Temporally-Extended ε-Greedy Exploration
This work addresses the exploration challenge in RL for practitioners by offering a simple yet effective method, though it is incremental as it builds on the well-known ε-greedy approach.
The paper tackles the problem of exploration in reinforcement learning by proposing a temporally extended ε-greedy algorithm that reduces dithering by repeating actions for random durations, which improves performance on a broad set of domains, with specific distributions inspired by animal foraging yielding strong results.
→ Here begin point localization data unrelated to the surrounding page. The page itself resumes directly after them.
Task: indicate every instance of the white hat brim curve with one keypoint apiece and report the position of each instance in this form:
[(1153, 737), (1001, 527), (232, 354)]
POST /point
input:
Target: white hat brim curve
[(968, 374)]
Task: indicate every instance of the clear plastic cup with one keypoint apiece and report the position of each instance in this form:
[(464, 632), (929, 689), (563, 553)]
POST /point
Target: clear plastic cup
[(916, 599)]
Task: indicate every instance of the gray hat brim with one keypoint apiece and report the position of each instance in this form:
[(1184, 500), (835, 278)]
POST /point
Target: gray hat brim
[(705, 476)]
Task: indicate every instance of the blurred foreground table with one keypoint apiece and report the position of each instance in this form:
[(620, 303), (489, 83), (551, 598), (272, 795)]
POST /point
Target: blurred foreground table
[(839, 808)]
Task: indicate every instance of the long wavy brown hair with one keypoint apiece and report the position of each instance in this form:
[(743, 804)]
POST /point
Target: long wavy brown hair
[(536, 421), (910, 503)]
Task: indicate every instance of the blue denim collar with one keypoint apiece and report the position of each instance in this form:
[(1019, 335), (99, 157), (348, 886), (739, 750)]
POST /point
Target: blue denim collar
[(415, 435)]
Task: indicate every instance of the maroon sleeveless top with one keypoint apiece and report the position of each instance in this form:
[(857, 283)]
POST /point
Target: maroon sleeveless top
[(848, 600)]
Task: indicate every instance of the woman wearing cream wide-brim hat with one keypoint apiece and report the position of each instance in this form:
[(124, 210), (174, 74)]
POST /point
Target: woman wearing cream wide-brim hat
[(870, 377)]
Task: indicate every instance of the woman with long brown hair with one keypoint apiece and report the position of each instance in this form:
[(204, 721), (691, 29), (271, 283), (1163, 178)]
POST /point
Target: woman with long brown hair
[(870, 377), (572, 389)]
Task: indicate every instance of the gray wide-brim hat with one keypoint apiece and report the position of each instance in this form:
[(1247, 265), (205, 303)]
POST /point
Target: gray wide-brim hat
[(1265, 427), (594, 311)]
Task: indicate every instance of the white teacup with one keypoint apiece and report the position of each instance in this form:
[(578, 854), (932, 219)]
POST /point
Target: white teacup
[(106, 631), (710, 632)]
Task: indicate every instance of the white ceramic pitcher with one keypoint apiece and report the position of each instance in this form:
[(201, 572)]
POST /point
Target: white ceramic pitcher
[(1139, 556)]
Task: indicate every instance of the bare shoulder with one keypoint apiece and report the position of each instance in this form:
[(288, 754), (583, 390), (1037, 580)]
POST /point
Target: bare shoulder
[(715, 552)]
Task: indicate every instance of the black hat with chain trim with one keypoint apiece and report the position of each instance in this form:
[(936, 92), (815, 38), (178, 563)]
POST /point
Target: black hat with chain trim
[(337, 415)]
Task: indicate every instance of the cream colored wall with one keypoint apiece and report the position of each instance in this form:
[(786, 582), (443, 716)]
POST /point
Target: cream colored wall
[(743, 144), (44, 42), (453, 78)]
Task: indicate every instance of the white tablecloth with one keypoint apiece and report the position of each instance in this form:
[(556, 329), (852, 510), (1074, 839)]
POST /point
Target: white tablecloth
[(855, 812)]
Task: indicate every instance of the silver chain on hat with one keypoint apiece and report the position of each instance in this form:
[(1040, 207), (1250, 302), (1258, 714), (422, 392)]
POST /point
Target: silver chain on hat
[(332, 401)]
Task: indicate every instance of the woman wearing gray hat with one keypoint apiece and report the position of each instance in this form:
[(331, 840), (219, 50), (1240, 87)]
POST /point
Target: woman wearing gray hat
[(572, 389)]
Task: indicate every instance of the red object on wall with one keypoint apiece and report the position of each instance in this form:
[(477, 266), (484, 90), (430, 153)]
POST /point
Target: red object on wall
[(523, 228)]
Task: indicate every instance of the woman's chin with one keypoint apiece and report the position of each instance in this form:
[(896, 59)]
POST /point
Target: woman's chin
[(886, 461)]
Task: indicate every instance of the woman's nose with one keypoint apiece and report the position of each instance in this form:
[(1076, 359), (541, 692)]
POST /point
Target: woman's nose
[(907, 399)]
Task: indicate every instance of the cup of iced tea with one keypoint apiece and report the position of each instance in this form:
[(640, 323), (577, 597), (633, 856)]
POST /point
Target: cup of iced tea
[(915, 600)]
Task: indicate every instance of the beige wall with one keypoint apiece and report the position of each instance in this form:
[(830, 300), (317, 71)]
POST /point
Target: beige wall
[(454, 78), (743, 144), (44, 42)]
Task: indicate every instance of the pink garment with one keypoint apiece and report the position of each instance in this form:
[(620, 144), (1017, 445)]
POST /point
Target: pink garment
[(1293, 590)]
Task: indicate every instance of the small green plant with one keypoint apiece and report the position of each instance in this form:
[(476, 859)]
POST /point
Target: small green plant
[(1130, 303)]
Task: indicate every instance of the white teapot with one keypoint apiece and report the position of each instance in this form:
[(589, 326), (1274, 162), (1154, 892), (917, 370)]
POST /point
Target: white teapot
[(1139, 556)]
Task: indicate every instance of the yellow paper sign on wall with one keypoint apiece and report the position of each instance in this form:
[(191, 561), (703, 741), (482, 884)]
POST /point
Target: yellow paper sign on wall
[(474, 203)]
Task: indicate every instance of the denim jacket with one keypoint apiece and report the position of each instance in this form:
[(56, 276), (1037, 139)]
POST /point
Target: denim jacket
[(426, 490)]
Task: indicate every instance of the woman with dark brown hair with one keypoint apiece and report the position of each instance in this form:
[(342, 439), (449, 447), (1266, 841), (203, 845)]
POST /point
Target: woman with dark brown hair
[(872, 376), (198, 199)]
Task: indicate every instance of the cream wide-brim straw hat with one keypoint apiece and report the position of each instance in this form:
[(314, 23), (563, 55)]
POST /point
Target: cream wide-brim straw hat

Recent work on exploration in reinforcement learning (RL) has led to a series of increasingly complex solutions to the problem. This increase in complexity often comes at the expense of generality. Recent empirical studies suggest that, when applied to a broader set of domains, some sophisticated exploration methods are outperformed by simpler counterparts, such as ε-greedy. In this paper we propose an exploration algorithm that retains the simplicity of ε-greedy while reducing dithering. We build on a simple hypothesis: the main limitation of ε-greedy exploration is its lack of temporal persistence, which limits its ability to escape local optima. We propose a temporally extended form of ε-greedy that simply repeats the sampled action for a random duration. It turns out that, for many duration distributions, this suffices to improve exploration on a large set of domains. Interestingly, a class of distributions inspired by ecological models of animal foraging behaviour yields particularly strong performance.